How badly will Labour have to do in June’s local and European elections for Brown to realise the game is up or for the Party to move against him?
The current polls are saying Tories 45%, Labour 26% and the Lib Dems 17-22%. Run those figures through local election predictions, and I guess you get three headline figures on June 5th:
1. Labour will come third, behind the Tories and the Lib Dems
2. The Tories will poll in the high forties, and possibly touch the 50% mark
3. Labours vote will slump to the low 20’s and possibly not even get past the 20% figure
I’m no psephologist, but I guess that would be the worst electoral performance by a governing party in history, even eclipsing John Major’s dismal results in the mid 1990’s.
At least it is a record that would only stand for two days, because on Sunday 7th June, when the Euro-results are counted, Labour will do even worse.
Five years ago, at the height of the protests against the Iraq war, Labour suffered a drubbing at the Euro-elections and polled just 22%. My instinct is that they are even more unpopular now, so one can assume that they won’t reach the 20% mark this time.
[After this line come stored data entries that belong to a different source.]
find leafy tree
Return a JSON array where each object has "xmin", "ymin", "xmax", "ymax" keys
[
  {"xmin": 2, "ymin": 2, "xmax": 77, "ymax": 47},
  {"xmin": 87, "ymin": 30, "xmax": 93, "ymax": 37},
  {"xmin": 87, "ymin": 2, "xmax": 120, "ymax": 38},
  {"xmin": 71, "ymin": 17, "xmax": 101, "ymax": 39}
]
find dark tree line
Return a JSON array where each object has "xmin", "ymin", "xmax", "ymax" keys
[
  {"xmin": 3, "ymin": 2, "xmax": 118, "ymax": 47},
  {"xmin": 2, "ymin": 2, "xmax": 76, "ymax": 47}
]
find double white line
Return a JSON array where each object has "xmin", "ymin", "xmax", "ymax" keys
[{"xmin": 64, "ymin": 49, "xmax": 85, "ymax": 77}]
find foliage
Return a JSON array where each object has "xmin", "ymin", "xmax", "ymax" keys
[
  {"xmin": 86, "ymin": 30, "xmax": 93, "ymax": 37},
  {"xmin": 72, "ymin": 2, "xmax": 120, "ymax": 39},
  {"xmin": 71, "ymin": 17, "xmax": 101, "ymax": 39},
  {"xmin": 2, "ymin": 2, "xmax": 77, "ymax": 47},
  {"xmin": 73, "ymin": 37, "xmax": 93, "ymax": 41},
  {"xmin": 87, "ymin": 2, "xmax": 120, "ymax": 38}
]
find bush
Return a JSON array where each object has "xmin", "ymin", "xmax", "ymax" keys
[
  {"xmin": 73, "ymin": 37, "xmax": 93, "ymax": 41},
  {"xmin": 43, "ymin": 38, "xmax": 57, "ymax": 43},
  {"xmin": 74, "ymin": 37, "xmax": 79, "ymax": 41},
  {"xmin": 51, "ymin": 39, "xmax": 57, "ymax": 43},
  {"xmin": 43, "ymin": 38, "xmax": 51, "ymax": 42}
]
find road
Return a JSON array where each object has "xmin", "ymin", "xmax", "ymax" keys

The Sunday Telegraph reports that one Labour insider is predicting the Party’s vote will slump to 17%. This may be part of the Party’s campaign to dampen expectations, but such a result would be disastrous for the governing party.
The Euro-elections are much harder to call as the proportional system encourages voters to choose from an array of freak fringe parties of fascists, nationalists and greens. If Labour secures a second place with less than 20% of the vote (which is probably the best they can hope for now), Brown’s position looks precarious. If Labour’s poll ratings fall further into the teens, they could then be slugging it out for fifth place against the Lib Dems, UKIP, Greens and BNP. At that level, Brown would surely be a goner.
Even if he does survive, Brown has the publication of the MPs expenses to contend with in July. According to today’s press reports, one Labour MP bought a sauna on expenses, and three others are said to have been put on ‘suicide watch’ by party whips as their expenses will reveal that they had affairs.
I doubt No.10 are humming Labour’s theme song for the 1997 election, “Things can only get better”, anymore.